Burris and her family decided to give it a shot, and shortly thereafter submitted a DNA sample, through a kit they received in the mail.
“We weren’t sure if anything was going to come of it,” said Robert Burris, Jacquelin’s son.
But about six months later, in January 2017, they were notified that scientists from the Defense POW/MIA Accounting Agency and the Armed Forces Medical Examiner System had identified his remains.
“I was shocked,” Jacquelin Burris said.
Ditto for the rest of the family.
“When I tell the story, people don’t believe me,” Robert Burris said. “We tell people we’re going to bury a relative at Arlington and they’re like, ‘Oh no,’ thinking this had happened recently. It’s like, ‘No, this happened 77 years ago at Pearl Harbor.’
“It’s an amazing story. It really is.”
Part of the Marine detachment aboard the Oklahoma, Gaver was one of 429 crewmen onboard who died after the ship sustained multiple torpedo hits by Japanese aircraft.
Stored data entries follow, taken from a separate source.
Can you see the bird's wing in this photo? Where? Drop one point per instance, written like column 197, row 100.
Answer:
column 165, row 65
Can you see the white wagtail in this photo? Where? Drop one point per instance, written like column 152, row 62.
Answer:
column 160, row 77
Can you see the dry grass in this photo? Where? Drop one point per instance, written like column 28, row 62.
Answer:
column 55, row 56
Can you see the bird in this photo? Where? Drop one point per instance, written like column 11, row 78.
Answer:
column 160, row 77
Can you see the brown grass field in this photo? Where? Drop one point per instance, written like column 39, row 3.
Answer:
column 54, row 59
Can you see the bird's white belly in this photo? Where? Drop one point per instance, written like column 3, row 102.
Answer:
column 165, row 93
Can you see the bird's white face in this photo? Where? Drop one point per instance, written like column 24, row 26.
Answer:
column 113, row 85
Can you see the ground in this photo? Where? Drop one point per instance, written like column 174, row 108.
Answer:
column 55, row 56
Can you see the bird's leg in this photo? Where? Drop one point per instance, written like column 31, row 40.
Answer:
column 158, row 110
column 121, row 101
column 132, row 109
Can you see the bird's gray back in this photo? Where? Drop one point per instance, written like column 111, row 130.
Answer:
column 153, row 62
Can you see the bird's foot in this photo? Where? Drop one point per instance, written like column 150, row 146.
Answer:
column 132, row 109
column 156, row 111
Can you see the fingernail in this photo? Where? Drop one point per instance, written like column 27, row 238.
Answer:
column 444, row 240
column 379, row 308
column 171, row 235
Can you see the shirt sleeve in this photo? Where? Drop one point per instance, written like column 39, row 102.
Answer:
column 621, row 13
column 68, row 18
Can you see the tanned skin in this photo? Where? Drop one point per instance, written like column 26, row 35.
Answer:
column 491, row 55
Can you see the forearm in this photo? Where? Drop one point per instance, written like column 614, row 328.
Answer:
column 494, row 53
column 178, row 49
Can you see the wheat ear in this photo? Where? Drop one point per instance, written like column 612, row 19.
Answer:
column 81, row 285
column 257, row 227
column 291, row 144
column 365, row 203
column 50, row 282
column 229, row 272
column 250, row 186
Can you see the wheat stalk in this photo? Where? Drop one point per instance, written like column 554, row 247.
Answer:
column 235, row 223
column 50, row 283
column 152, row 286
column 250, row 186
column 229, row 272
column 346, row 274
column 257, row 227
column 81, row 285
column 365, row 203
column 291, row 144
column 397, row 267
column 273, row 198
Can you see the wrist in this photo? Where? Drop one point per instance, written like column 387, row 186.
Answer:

Over the years, Harry’s life – and time at UVA – has become something of family folklore.
At UVA, Harry was on the lacrosse, tennis and cheerleading teams, and was also a member of Kappa Sigma Zeta fraternity, the German Club and “Thirteen Society” before graduating with a Bachelor of Science degree in 1939.
“I don’t know how he possibly fit everything in his schedule,” Robert Burris said with a laugh.
Jacquelin Burris spent time with Harry when she was a very young girl.
“I knew him more than I can probably remember,” chuckled the 84-year-old, who lives in California.
The one thing she remembers quite well was how good-looking her great uncle was. “I think the girls really liked him,” she said.
Harry was born in Annapolis, Maryland. His father, who was also a UVA alumnus, taught math at the U.S. Naval Academy and later served as the headmaster at the Black-Foxe Military Institute in Los Angeles, a private school whose alumni included actors Gene Wilder, Larry Hagman, Robert Wagner, Alan Hale Jr. and a host of other big names from Hollywood.